Called "the most memorable film version", it was filmed in East Germany and was overtly political.[3] Of the many film adaptations of the novel, this has been called "the one most popular with audiences in postwar France".[4] One noteworthy plot change was made to accommodate the fact that the actors playing the roles of Valjean and Javert were far apart in age, rather than near contemporaries as in the novel. Instead of Javert recognizing Valjean as a convict he had often guarded years earlier, he remembers how, when he was just a boy, his prison guard father had pointed out this man as "the worst kind of prisoner, who tried to escape four times".[3]


The movie was a massive hit in France, the second most popular of 1958.[1]

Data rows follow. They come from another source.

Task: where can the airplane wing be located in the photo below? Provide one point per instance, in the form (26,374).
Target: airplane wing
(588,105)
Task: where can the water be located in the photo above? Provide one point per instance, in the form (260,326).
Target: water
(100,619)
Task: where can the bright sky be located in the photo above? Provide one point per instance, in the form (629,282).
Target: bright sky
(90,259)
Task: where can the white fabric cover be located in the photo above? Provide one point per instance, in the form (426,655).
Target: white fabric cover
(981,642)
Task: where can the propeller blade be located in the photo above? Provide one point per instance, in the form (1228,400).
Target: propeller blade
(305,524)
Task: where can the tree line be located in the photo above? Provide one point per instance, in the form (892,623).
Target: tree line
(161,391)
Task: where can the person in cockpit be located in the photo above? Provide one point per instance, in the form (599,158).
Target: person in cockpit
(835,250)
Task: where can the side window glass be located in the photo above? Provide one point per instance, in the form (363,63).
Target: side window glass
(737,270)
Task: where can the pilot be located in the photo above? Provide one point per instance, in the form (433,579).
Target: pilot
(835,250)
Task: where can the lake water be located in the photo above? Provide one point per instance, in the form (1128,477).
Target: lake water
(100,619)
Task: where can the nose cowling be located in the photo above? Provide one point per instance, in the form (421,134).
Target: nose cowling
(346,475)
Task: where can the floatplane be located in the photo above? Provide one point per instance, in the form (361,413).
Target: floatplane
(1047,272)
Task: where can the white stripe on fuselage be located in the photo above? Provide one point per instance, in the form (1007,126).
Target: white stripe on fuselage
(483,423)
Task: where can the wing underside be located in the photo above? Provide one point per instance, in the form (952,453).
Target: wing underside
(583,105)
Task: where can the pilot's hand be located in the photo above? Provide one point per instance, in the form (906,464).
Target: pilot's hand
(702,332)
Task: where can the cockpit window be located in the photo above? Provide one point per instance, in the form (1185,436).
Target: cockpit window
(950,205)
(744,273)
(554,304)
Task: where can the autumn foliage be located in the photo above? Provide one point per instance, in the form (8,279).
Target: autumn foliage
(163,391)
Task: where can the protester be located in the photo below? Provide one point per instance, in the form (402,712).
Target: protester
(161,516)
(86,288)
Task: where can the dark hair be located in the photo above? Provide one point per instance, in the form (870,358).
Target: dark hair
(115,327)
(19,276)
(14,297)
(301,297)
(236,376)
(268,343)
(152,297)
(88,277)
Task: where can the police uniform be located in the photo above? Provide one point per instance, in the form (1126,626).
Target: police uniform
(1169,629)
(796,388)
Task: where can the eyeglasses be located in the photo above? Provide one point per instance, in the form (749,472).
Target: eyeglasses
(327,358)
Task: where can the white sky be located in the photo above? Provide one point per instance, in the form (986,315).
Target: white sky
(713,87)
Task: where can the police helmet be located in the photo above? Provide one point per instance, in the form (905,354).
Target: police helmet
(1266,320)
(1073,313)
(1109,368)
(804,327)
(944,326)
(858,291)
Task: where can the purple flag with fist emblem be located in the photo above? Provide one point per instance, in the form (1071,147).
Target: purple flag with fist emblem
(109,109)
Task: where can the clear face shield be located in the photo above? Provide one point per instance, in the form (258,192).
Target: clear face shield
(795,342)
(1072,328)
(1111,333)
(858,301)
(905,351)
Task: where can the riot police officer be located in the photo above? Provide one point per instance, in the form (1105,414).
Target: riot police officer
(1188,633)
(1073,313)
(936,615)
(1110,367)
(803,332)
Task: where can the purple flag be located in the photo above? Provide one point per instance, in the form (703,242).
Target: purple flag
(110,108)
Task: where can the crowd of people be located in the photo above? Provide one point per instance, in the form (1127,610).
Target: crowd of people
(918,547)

The New York Times described it as one of the first French "blockbusters" that appeared in response to such lengthy feature films as Around the World in 80 Days and The Ten Commandments. It said it was "a ponderous four-hour retelling of Victor Hugo's oft-filmed epic.... Not a page is skipped... Too literary, it has the saving grace of Jean Gabin's truly heroic depiction of Jean Valjean plus some stirring scenes on the barricades."[5] It was a "quintessential Gabin role ... that of a loner, an outsider, usually a member of the lower orders who may flirt with love and happiness but knows they are not for him".[6]

The film did not premiere in New York until July 1989, when it ran to coincide with the celebration of the bicentennial of the French Revolution.[4]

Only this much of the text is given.